Managing Moaners and Negative People

Everyone can be partial to a moan. Someone uses the last of the milk, it’s bitterly cold and raining (this is England), someone is off sick, I have all of this extra work, this client is unbelievably difficult, my boss is flapping and driving me crazy. These are staple comments in the world of work and it is very normal to have a bit of a moan. What we are looking at here are serial moaners.

These employees relentlessly complain, whine and moan about everything and have a genuine and substantial effect on the team’s motivation, sense of purpose, engagement and positive outlook. The last thing anyone wants is an environment of negative contagion.

So what do we do? Firstly, it’s good to acknowledge that pessimists, cynics and moaners have their uses in a modern office. For every ‘can do’ plan and new strategy, it can be useful to understand what resistance employees may have to this and they can help identify holes in the best laid plans through counter arguments. 

Secondly, speaking to them is key. No formal action should be taken here, it should be done through an informal chat, or the use of an appraisal or supervision. Identify where the moaning is not useful and explore the issues it presents. Discuss what is making them unhappy and the possible causes of this as your first step. Ask the employee general questions about their role and how they are getting on as this can often lead to specifics about their concerns. The approach and tone in the discussion should be receptive and supportive as this will encourage them to talk more openly. Avoid, where possible, telling them their attitude is condemning everyone to daily torture. Conversely, tell them that you are worried about their well being and the well being of the team.

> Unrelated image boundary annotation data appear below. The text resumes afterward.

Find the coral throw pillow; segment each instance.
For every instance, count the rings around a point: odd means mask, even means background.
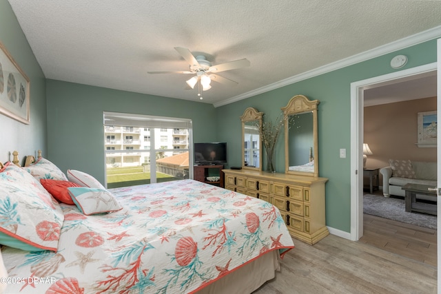
[[[57,165],[43,157],[23,169],[39,180],[42,178],[68,180],[66,176]]]
[[[72,200],[68,188],[71,187],[81,187],[78,184],[68,180],[56,180],[50,179],[41,179],[40,182],[55,199],[67,204],[75,203]]]
[[[57,251],[63,211],[28,172],[10,162],[0,171],[0,244]]]
[[[76,171],[74,169],[68,169],[68,178],[70,181],[74,182],[81,187],[105,189],[104,186],[103,186],[98,180],[90,174],[83,171]]]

Moaners are often either looking for attention, struggling with managing frustration which leads to outbursts, or they have an external locus of control i.e. they blame everyone else for their issues. Getting them to shift this perspective is challenging and these conversations can lead to upset. Allowing them time to process this is important but explaining that this behaviour cannot continue is equally important. Sometimes, after the initial meeting, it’s useful to meet up with them again, say a week later, to see how they are getting on. This space should have given them time to reflect on the issues, a change of perspective doesn’t often happen within a 30 minute chat. At the second meeting, see how they are coping and if any concerns need addressing.

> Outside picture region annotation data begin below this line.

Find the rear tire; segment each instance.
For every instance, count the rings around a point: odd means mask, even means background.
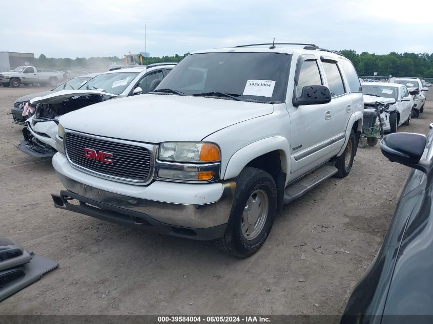
[[[236,190],[224,236],[217,245],[226,253],[246,257],[267,238],[277,211],[277,190],[267,172],[245,167],[236,178]]]
[[[350,173],[353,165],[355,154],[356,152],[356,140],[355,138],[355,132],[353,129],[352,129],[349,137],[349,141],[347,142],[347,145],[346,145],[344,152],[339,157],[337,157],[335,167],[338,169],[338,171],[336,174],[336,177],[344,178]]]
[[[396,133],[397,131],[397,114],[391,113],[389,114],[389,133]]]
[[[13,78],[11,79],[11,80],[9,81],[9,84],[12,88],[18,88],[19,87],[19,84],[21,84],[21,82],[19,81],[19,79]]]
[[[358,143],[358,147],[360,148],[365,148],[367,147],[367,139],[361,137],[359,139],[359,143]]]
[[[414,110],[414,108],[412,108],[412,111]],[[409,126],[410,124],[410,121],[412,120],[412,111],[410,111],[410,113],[409,114],[409,116],[407,117],[407,119],[406,120],[403,124],[405,126]]]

It is important to remember that where the employee has a complaint that needs addressing formally, the appropriate action is taken. Formal investigation, whistle blowing or grievance is available for an employee where genuine concern is raised and requires procedural intervention.

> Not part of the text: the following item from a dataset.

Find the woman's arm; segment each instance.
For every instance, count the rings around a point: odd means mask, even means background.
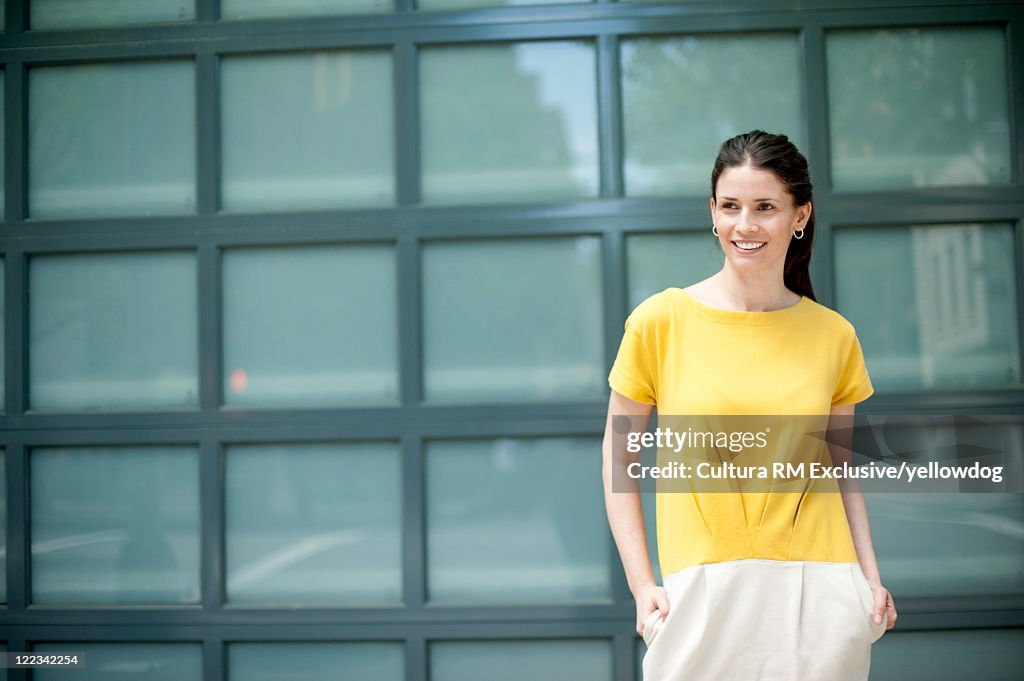
[[[850,466],[853,462],[853,405],[834,407],[828,413],[829,450],[833,465]],[[871,543],[871,527],[867,520],[867,505],[860,484],[856,479],[841,477],[840,493],[843,495],[843,506],[853,535],[853,546],[857,550],[857,561],[864,572],[867,583],[874,594],[874,622],[882,623],[882,613],[888,613],[886,629],[892,629],[896,624],[896,605],[889,590],[882,586],[879,573],[879,563],[874,557],[874,546]]]
[[[625,438],[614,436],[616,417],[628,417],[630,430],[643,432],[652,411],[650,405],[638,402],[614,390],[608,399],[608,415],[604,426],[601,474],[604,479],[604,507],[608,514],[611,536],[626,570],[626,581],[637,603],[637,633],[643,633],[647,615],[655,609],[662,618],[669,614],[669,599],[665,589],[654,582],[654,572],[647,554],[647,533],[637,481],[626,474],[626,467],[639,454],[626,451]],[[614,482],[614,492],[612,483]]]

A proactive approach to moaners starts, as always, with the recruitment process. Asking questions around problem solving and when issues have occurred at work and how they responded to them often gives clearer insight into the candidate’s attitude. When they use words to describe the situation, such as “challenging”, “learning” or “discover”, they will more likely be positive people who proactively look for solutions, conversely, a negative person, or someone more likely to moan habitually, will use words such as, “unsupported”, “no control” or “lack of direction”. The way someone communicates and frames challenging situations at work often indicates their natural demeanour and approach. Regular appraisals are essential in managing employee development and cultural approach and are key to preventing moaning from escalating into contagious resentment.